论文信息 - In silico technology for identification of potentially toxic compounds in drug discovery

In silico technology for identification of potentially toxic compounds in drug discovery

This review gives the background to analysis of toxicity data, development of predictive algorithms, and applications of these algorithms in lead selection and optimization. The considered algorithms predict acute toxicity (Mouse and Rat LD50), genotoxicity (Ames Test), carcinogenicity, and organspecific health effects (based on diverse animal and human studies). These tools can aid drug design in several ways. Often lead selection is based on the use of simple molecular properties (logP, MW, H-bonding) to define either a druglike or leadlike chemical space. These definitions need to be supplemented with substructurespecific considerations that account for variable chemical reactivity, ionization, and fuzzy-specific interactions with various biological constituents.
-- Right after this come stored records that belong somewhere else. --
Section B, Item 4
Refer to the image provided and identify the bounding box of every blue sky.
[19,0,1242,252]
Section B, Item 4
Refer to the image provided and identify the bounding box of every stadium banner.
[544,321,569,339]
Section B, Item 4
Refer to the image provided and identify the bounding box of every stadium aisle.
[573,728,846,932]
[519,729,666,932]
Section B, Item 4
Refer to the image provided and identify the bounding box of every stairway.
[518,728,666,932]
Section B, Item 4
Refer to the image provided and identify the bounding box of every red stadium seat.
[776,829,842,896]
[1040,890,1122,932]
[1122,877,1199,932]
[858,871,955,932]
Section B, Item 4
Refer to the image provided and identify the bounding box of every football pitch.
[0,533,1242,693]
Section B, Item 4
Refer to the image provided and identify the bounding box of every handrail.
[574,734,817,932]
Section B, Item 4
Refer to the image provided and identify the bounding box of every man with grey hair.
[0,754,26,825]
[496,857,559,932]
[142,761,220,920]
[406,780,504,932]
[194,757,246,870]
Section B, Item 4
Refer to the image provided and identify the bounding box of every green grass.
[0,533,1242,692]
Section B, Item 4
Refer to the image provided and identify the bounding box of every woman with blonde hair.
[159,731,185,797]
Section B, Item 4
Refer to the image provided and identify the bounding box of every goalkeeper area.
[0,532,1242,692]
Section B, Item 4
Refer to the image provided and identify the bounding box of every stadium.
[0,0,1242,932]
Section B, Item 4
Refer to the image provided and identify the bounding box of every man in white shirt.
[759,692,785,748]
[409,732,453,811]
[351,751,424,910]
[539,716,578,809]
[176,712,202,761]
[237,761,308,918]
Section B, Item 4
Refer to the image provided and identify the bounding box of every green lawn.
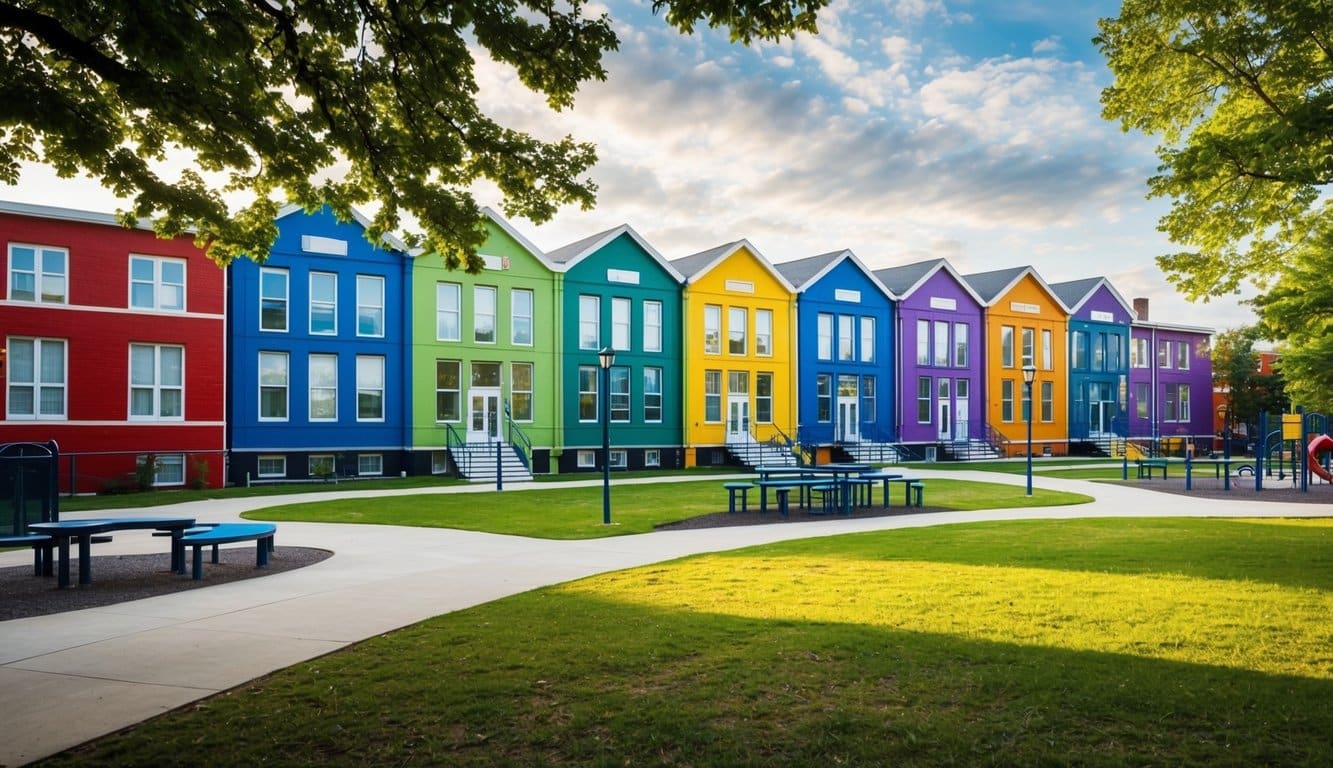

The available toxicity predictions can fill these gaps to a certain extent, by supplementing or replacing various pre-defined filters of alert substructures that ignore the dependence of chemical reactivity and toxicity on substituent effects and whole-molecule ADME effects. In drug discovery these tools can help to prioritize in vitro measurements and estimate animal toxicity, although multiple data gaps in their training sets restrict their usefulness. A partial solution to this problem is calculation of 95% confidence intervals (or continuous probabilities) that indicate toxicological similarity of a given compound to the training set. If a compound is not too dissimilar, hazard substructures can be automatically generated, thus suggesting possible mechanistic explanations and structural modifications of the lead compound. The best solution however is to develop new predictive algorithms based on companyspecific data, and there are available analytical and development software tools that can help to do this. It is also necessary to continuously improve the existing organ-specific health effect predictions by adding new data (for existing and new endpoints) and improving the overall methodology used in data analysis.